The thing is, Google doesn’t matter in this instance. Actually, none of Googles URLs ever really matter when it comes to the reasons we want Pretty URLs. Remember our credos?

URLs are important. Yes, they are, but they’re important when you’re looking for something. They should be important on, say, YouTube, and they certainly are important on Google Code pages. But for a normal Google search? You don’t type in google.com/ipstenu or even google.com/search/ipstenu to find pages about ipstenu (Though, really, that would be really awesome if you could! At the very least, the 404 should have a ‘Do you want to search for that?’ options. Get on it, Google Monkeys!) Which is the point I was trying to make. When you go to a site for specific content, you want people to say ‘Go to ipstenu.org/about’ and be done with it.

URLs are forever. Again, yes they are, except when they’re not. For Google? This doesn’t matter. They don’t search themselves, and rarely do I know people who bookmark a Google search. But… Did you know Googles search URL formats are backwards compatible? That’s right. If you had an old URL saved, it would still be usable.

Cool URLs don’t change. Except for search URLs. But Google knows if you’ve gotta change ’em, make ’em backwards compatible. Ben Cherry has a nice article on why it’s good, too, which I found enlightening. I still don’t like them on the front end of websites, mind you, for a reason Ben points out:

The hashbang also brings a tangible benefit. Someday, we will hopefully be rid of the thing, when HTML5 History (or something like it) is standard in all browsers. The Web application is not going anywhere, and the hash is a fact of life.

That’s the problem right there. We’re building something we know is going to go away! We just broke a credo!

Are there ever reasons for using Hashbangs? Sure, but most of us will never need them. They’re great for loading AJAX which is awesome because you can load new parts of your site faster. Heck, WordPress has some AJAXification, but it’s primarily on the backend. They’re fantastic for web apps and they have some attractive functionality. But they don’t work for everyone, and they never will.

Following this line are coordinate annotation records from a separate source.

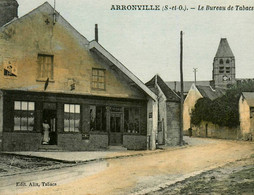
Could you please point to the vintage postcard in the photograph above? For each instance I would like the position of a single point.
(126, 97)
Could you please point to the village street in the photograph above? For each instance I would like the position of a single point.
(133, 175)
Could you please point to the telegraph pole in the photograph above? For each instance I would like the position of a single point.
(195, 75)
(181, 80)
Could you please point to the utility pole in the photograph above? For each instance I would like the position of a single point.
(195, 75)
(181, 80)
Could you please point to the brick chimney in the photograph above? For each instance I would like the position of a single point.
(8, 11)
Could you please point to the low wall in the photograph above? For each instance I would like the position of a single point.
(21, 141)
(74, 142)
(135, 142)
(207, 129)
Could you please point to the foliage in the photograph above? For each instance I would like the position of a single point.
(222, 111)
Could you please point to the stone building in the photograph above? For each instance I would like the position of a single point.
(49, 71)
(195, 93)
(223, 73)
(246, 115)
(224, 66)
(168, 112)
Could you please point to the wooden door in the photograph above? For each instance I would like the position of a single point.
(115, 131)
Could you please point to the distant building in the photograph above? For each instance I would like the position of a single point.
(246, 115)
(195, 93)
(50, 72)
(224, 66)
(168, 112)
(223, 71)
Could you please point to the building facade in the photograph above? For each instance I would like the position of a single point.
(246, 115)
(50, 72)
(168, 112)
(224, 66)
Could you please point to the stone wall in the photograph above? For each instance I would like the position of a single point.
(74, 142)
(207, 129)
(173, 123)
(135, 142)
(21, 141)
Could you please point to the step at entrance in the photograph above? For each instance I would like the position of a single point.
(117, 148)
(49, 148)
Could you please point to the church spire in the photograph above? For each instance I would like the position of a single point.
(8, 11)
(224, 50)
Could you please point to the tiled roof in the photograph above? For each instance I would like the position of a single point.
(249, 96)
(208, 92)
(176, 85)
(170, 95)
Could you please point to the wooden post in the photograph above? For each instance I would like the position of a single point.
(181, 80)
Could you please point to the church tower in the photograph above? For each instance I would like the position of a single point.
(224, 66)
(8, 11)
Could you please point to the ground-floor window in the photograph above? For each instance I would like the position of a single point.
(132, 120)
(97, 118)
(71, 117)
(23, 115)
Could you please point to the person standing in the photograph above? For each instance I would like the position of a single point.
(46, 128)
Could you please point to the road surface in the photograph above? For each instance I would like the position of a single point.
(133, 175)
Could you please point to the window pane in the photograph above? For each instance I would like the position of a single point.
(30, 123)
(101, 73)
(66, 108)
(24, 123)
(71, 108)
(77, 108)
(17, 105)
(66, 125)
(31, 106)
(16, 123)
(24, 105)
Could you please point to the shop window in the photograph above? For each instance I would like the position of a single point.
(97, 118)
(251, 112)
(132, 120)
(98, 79)
(23, 116)
(45, 67)
(71, 117)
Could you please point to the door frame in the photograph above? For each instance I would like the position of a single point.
(110, 133)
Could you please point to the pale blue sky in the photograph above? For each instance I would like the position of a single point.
(147, 42)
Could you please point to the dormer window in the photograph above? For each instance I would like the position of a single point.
(45, 67)
(98, 79)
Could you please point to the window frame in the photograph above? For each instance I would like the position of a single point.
(132, 131)
(23, 112)
(40, 72)
(95, 120)
(69, 113)
(97, 76)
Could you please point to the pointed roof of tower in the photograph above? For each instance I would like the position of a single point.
(224, 49)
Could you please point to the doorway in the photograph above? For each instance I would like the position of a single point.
(49, 114)
(116, 130)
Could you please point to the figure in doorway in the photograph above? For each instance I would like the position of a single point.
(190, 132)
(45, 132)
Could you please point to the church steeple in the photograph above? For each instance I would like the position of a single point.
(8, 11)
(224, 65)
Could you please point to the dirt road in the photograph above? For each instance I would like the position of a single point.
(135, 175)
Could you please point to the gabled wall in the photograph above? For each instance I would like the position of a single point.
(22, 40)
(189, 103)
(245, 118)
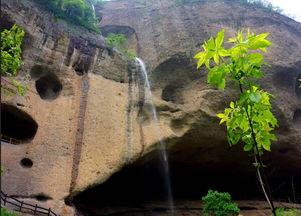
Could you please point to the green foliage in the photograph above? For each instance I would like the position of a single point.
(78, 12)
(118, 40)
(11, 59)
(288, 212)
(251, 115)
(255, 3)
(6, 212)
(219, 204)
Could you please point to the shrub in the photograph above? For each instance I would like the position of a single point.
(288, 212)
(11, 60)
(78, 12)
(219, 204)
(256, 3)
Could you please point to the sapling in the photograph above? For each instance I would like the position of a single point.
(249, 119)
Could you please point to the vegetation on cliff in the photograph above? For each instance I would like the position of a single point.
(219, 204)
(79, 12)
(248, 119)
(11, 61)
(256, 3)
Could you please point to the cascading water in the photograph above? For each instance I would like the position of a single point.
(164, 158)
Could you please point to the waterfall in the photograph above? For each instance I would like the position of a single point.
(163, 153)
(93, 8)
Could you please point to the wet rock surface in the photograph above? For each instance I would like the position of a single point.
(88, 102)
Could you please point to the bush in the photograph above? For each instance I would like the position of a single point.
(78, 12)
(256, 3)
(219, 204)
(288, 212)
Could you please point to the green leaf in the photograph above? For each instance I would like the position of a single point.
(255, 58)
(219, 38)
(248, 147)
(255, 97)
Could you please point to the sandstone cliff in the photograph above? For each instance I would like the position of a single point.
(87, 99)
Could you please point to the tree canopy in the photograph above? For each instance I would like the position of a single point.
(11, 60)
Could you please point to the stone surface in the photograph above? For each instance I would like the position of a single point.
(98, 122)
(169, 35)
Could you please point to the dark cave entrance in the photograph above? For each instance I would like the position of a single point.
(139, 188)
(47, 83)
(17, 124)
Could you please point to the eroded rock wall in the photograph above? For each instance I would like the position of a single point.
(78, 98)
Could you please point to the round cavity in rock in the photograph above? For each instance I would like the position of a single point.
(42, 197)
(26, 163)
(170, 94)
(37, 71)
(297, 117)
(16, 125)
(49, 87)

The ‘replacement’ is HTML5, which introduces pushState, which lets you use a JavaScript library with HTML5 history.pushState and … well basically you write an app with that instead of AJAX and the Hashbang, your URLs stay pretty and your page can still have that nice ‘click to add the new tweets’ functionality that we’ve all seen on the new-new-new-Twitter. And Facebook.

See, pushState is giving us these three things (among others):

  • better looking urls: A ‘real’, bookmarkable, ‘server-reachable’ url.
  • graceful degradation: Render correct pages when you don’t have JS enabled.
  • faster loading: By only loading parts of the page, slow-net users can get the content faster.

The downside? It doesn’t work on IE right now. That’s okay, though, since it’s got graceful degradation, IE users will just have to manually refresh things. Which sucks for IE users, but perhaps will be the fire under Microsoft’s feet to get on that one.

Keep an eye out in your webapps. They’ll be moving over to this sooner than you think.